The conclusions of that committee-after considering all the testimony that had been presented to it by the investigations of these other Government agencies, and this general situation of the power industry, and the pick-up in electrical production I have been talking about-are embodied in this report attached to the President's message, beginning on page 4.

Let us just see what condition the National Power Policy Committee found in the power industry. In the light of these conditions you may recommend legislation if you think it desirable.

First of all, it found out that although this local monopoly is legalized by the local community and supposedly the most impressed with a public interest of any business we can call private business, concentration of control of the power industry had been effected to the point where, in 1932, when the Insull system was still intact, 13 companies controlled 75 percent of the total privately owned operating utility business in the United States.

That figure is approximately the same today, although, of course, the Insull properties are now in the hands of receivers. Thirteen large companies control 75 percent of the power industry; and o companies, Insull, United Corporation, and Electric Bond & Share, just those 3 alone, control over 40 percent between themselves.

The CHAIRMAN. Insull, United, and what company? Mr. CORCORAN. Insull, United, and Electric Bond & Share. That is brought out on page 3, paragraph 2 of this report. There are also some figures on interstate control. The CHAIRMAN. All right. Mr. CORCORAN. It was further found that that concentration was effected in a very unhealthy manner by pyramiding of control through this device of the holding company. In the utility field there are peculiarly favorable conditions for concentrating control and merging companies through the use of the holding company.

In the first place, with a securities market such as we normally have, if you put two or more companies together you haven't got to worry whether you are going to make money out of the business after it is merged, or are going to make more money than you could have made before. There is a securities market you can use.

You do not have to make your profits out of operations. Demand for holding-company securities, as built up in the securities market over a long period of time, have made it possible for promoters to put companies together to make a killing out of the sale of securities to the public, and then the company itself can go to the devil so far as they are concerned. They have made their profit.

The New York Legislative Investigating Committee, as the chairman pointed out in a speech he made on the floor of the Senate some 2 weeks ago, uncovered a case in 1925 in New York, in connection with the Associated Gas system, where in 1 year by selling 100 million dollars' worth of securities to the public in connection with a series of mergers, the promoters got out with a profit of $34,000,000, leaving the public holding the bag.

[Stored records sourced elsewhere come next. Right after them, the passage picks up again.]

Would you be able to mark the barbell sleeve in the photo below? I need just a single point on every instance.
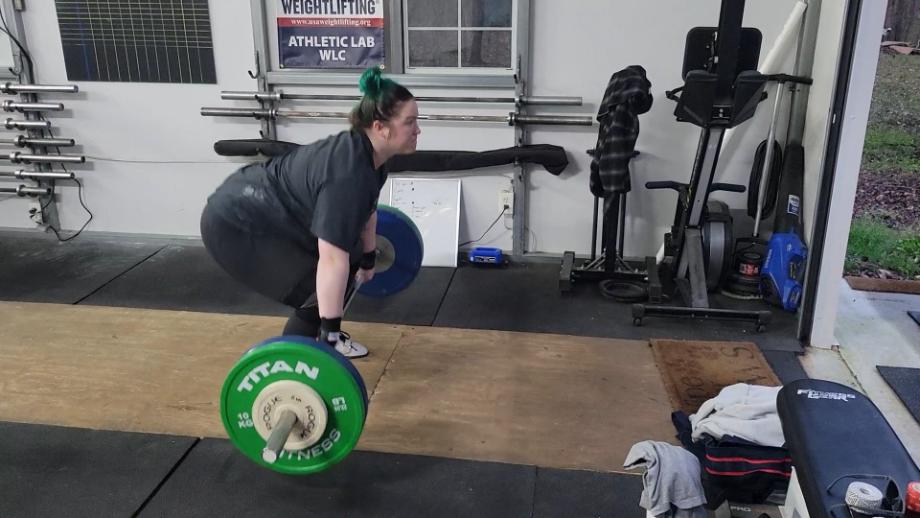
(15, 88)
(549, 100)
(522, 100)
(251, 96)
(18, 158)
(23, 141)
(10, 106)
(24, 190)
(279, 436)
(26, 125)
(511, 119)
(257, 113)
(553, 120)
(35, 175)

It is obvious that when you can make profits like that out of mergers, in the securities market, you do not need to worry very much whether the merger will make money for you, as you have to worry if you are running, say, a shoe business and you want to take over somebody else's shoe business.

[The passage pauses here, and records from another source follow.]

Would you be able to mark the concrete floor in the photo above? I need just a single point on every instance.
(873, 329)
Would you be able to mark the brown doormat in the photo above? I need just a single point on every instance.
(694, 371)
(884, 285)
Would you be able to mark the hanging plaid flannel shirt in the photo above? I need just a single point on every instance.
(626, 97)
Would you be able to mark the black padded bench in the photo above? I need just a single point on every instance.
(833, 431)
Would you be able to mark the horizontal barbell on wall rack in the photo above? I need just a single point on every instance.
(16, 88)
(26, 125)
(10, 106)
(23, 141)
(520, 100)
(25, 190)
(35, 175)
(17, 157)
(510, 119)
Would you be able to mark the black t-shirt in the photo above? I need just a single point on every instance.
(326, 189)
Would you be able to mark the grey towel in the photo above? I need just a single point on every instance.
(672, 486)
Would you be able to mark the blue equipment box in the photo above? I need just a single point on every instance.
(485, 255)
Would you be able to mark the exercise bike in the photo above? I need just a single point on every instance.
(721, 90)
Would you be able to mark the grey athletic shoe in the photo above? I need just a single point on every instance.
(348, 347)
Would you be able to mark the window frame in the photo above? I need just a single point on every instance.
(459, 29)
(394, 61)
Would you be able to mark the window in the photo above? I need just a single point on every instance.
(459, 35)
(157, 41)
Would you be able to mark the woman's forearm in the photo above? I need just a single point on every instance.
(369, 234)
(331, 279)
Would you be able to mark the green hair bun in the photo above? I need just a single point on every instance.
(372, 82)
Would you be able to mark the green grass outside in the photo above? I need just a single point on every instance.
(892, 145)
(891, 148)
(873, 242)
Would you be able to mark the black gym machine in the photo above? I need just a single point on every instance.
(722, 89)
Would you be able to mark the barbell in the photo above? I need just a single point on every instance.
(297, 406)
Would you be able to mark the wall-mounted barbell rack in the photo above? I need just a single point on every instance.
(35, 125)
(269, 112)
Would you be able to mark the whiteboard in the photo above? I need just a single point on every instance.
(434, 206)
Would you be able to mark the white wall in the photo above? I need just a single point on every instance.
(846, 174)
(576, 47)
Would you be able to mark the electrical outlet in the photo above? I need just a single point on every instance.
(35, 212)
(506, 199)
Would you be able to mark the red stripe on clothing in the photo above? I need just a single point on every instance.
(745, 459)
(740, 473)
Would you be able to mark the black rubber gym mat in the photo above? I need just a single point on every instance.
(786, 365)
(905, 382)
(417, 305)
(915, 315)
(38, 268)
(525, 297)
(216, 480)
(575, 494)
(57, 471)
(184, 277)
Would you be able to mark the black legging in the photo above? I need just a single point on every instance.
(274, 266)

There is another reason why if you are a public-utility promoter sou do not have to worry as ordinary industry has to worry at the time of a merger. If I have a shoe business and I want to take over another shoe business I have to remember that if I cannot operate the unified business as well as I operated my first separate business, and if I cannot take care of it, I may lose my business. But when I am dealing with a local monopoly I cannot lose that business until I have goaded the public, whom I am supposed to serve, into a condition where they will demand and vote for a municipal plant, or haul me up before a regulatory commission, or otherwise get me into that we may call political trouble. That is, this utility merger business is not subject to the normal checks of competition; first, beause of the peculiar market built up for its securities; and, second, because the local monopoly nature of the business it is impossible for a competitor to take it away.